Some Ukrainian voices were even harsher. Mykhailo Podolyak, an adviser to President Volodymyr Zelenskyy of Ukraine, said that the “indecision is killing more of our people.”

“You'll help Ukraine with the necessary weapons anyway and realize that there is no other option to end the war,” he wrote on Twitter, adding: “Every day of delay is the death of Ukrainians.

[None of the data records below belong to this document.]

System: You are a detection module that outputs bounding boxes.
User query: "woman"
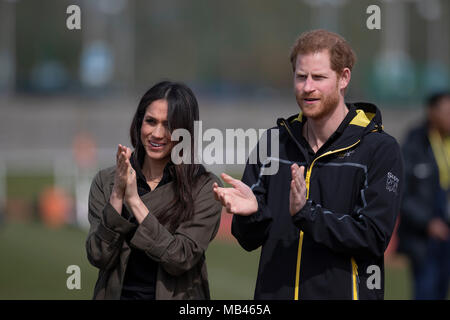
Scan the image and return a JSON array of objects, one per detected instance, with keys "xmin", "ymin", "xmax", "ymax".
[{"xmin": 86, "ymin": 81, "xmax": 221, "ymax": 299}]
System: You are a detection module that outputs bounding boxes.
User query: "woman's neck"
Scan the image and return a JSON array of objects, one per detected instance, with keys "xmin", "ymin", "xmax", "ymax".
[{"xmin": 142, "ymin": 156, "xmax": 169, "ymax": 181}]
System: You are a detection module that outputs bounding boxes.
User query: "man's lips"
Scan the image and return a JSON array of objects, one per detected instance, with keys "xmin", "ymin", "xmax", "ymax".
[{"xmin": 148, "ymin": 141, "xmax": 167, "ymax": 150}]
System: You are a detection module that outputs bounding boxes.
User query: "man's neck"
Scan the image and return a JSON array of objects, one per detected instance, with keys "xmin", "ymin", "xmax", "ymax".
[{"xmin": 303, "ymin": 101, "xmax": 348, "ymax": 152}]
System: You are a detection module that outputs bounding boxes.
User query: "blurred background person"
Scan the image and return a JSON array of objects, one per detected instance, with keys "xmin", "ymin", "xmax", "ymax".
[{"xmin": 398, "ymin": 92, "xmax": 450, "ymax": 299}]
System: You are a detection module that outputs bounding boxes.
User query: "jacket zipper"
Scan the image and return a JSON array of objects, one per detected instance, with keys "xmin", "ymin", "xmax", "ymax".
[{"xmin": 281, "ymin": 120, "xmax": 361, "ymax": 300}]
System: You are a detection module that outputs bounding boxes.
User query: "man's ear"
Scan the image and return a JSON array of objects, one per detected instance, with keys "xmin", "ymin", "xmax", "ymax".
[{"xmin": 339, "ymin": 68, "xmax": 352, "ymax": 90}]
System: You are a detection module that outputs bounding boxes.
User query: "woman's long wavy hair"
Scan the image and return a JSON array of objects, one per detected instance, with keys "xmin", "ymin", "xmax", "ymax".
[{"xmin": 130, "ymin": 81, "xmax": 206, "ymax": 228}]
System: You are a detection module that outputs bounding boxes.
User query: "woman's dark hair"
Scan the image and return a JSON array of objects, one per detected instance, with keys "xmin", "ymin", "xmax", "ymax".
[{"xmin": 130, "ymin": 81, "xmax": 206, "ymax": 228}]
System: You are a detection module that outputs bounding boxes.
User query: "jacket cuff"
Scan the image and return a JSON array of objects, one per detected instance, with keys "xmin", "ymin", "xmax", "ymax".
[
  {"xmin": 130, "ymin": 212, "xmax": 173, "ymax": 260},
  {"xmin": 103, "ymin": 202, "xmax": 136, "ymax": 235}
]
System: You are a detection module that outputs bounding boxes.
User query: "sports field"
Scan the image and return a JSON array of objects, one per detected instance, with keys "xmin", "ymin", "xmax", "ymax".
[{"xmin": 0, "ymin": 221, "xmax": 410, "ymax": 300}]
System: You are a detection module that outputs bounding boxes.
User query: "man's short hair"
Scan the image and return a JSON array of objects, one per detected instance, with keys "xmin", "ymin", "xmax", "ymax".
[
  {"xmin": 290, "ymin": 29, "xmax": 356, "ymax": 75},
  {"xmin": 425, "ymin": 91, "xmax": 450, "ymax": 109}
]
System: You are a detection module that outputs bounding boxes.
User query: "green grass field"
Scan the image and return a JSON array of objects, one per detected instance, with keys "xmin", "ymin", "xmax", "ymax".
[{"xmin": 0, "ymin": 222, "xmax": 410, "ymax": 300}]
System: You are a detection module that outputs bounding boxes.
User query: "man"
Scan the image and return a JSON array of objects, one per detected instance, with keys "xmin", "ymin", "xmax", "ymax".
[
  {"xmin": 398, "ymin": 92, "xmax": 450, "ymax": 299},
  {"xmin": 214, "ymin": 30, "xmax": 402, "ymax": 299}
]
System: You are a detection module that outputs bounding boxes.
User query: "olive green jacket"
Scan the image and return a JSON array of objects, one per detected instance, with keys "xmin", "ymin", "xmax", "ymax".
[{"xmin": 86, "ymin": 167, "xmax": 222, "ymax": 300}]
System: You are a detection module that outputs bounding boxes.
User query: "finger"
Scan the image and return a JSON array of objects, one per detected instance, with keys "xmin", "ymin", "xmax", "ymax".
[{"xmin": 116, "ymin": 144, "xmax": 122, "ymax": 162}]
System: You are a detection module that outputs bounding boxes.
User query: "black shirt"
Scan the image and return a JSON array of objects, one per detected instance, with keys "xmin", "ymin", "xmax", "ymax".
[{"xmin": 120, "ymin": 154, "xmax": 173, "ymax": 300}]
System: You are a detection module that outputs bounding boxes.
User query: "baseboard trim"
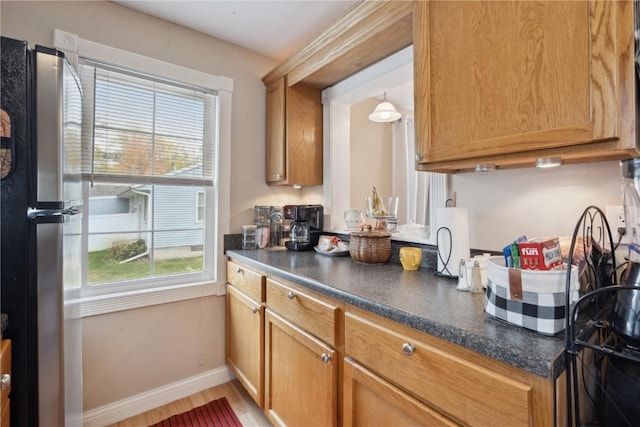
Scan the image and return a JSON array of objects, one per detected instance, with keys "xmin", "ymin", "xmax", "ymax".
[{"xmin": 83, "ymin": 366, "xmax": 235, "ymax": 427}]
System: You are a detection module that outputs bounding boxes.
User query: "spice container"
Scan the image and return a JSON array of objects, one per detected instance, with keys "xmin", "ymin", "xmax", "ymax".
[
  {"xmin": 349, "ymin": 226, "xmax": 391, "ymax": 264},
  {"xmin": 242, "ymin": 224, "xmax": 257, "ymax": 249}
]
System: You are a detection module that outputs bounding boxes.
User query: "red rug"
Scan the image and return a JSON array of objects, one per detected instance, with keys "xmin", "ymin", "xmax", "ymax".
[{"xmin": 150, "ymin": 397, "xmax": 242, "ymax": 427}]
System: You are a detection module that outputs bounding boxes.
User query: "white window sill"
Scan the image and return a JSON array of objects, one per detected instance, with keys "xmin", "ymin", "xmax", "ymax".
[{"xmin": 64, "ymin": 282, "xmax": 225, "ymax": 318}]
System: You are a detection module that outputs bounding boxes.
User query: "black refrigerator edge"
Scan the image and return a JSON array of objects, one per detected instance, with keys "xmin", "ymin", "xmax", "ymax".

Think faster.”

Ukraine's defense minister, Oleksii Reznikov, said that he was “optimistic” that Germany would decide to allow transfers of the Leopards and that his country's troops would begin training on the tanks in Poland in the meantime.

Poland's Defense Ministry did not immediatel­y confirm Reznikov's assertion, but Polish officials have been among the most vociferous voices urging Germany to clear the way for Leopards. The Polish government has said it stands ready to send some of its own, though legally it needs Germany to sign off on any such move.

Many Western defense officials meeting in Germany on Friday had hoped to reach a deal on sending the German-made tanks, which are stocked by many European countries and which Ukraine sees as crucial to its war effort. But the meeting ended without a decision from Germany, which so far has resisted sending its own Leopards to Ukraine or giving other countries that have them the necessary approval to export them.

Germany has also pushed for the United States to take the lead by sending some of its most advanced battle tanks, the M1 Abrams, but on Saturday criticism was largely falling on Berlin.

Ukraine's appeals for tanks and more weapons from the West have taken on greater urgency with the approach of spring, when both sides to the conflict are preparing offensives, officials have said. And Russia's recent claims to have captured the small towns of Soledar and Klishchiiv­ka — part of a broader push to seize the city of Bakhmut in eastern Ukraine — have added to the pressure.